So you have this neighbor who has been making your life hell. First he tied you up with a spurious lawsuit; you’re both suffering from huge legal bills. Then he threatened bodily harm to your family. Now, however, he says he’s willing to compromise: He’ll call off the lawsuit, which is to his advantage as well as yours. But in return you must give him your car. Oh, and he’ll stop threatening your family — but only for a week, after which the threats will resume.
Not much of an offer, is it? But here’s the kicker: Your neighbor’s relatives, who have been egging him on, are furious that he didn’t also demand that you kill your dog.
And now you understand the current state of budget negotiations.
That is the beginning of
The Dixiecrat Solution, Krugman's Monday
New York Times column.
The current US political crisis has serious world-wide financial implications, as those meeting in DC for the IMF and the World Bank made clear.
Krugman takes us back to the New Deal, when the Democrats had nominal control of the Congress, but still had to deal with their Dixiecrats, a situation I might note that Lyndon Johnson also had to face. As Krugman points out, it was a combination of Dixiecrats and Republicans who managed to kill health care when it could have been done more than 60 years ago. He argues that provides a model for what he calls a reverse Dixiecrat solution, between Democrats and moderate Republicans - of course that will only work if a clean bill is brought to the floor of the House, and right now even the Senate Republicans are holding firm - which may of course actually lead to a nuclear option, a solution bruited about by as conservative a Democratic Senator as you can find, Joe Manchin of West Virginia.
We may well see markets plunge this morning and over the next few days, perhaps beginning with a sell-off as early as today, as you can read here. There may be other financial issues that will compound the problem.

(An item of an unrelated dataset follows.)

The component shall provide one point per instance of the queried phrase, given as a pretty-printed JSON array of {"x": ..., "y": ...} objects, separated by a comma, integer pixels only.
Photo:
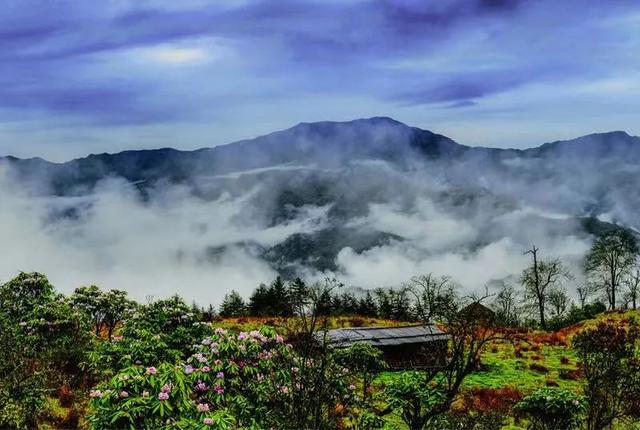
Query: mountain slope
[{"x": 370, "y": 200}]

Big business is likely to want a resolution - after all, many executives get the major part of their compensation through stock options, which are not worth much in plunging markets. And of course more than a few are rewarded based on the quarterly performance of the stock of the corporations they run.
Which is why Krugman's last paragraph may be pertinent:
The question for the next few days is whether plunging markets and urgent appeals from big business will stiffen the non-extremists’ spines. For as far as I can tell, the reverse-Dixiecrat solution is the only way out of this mess.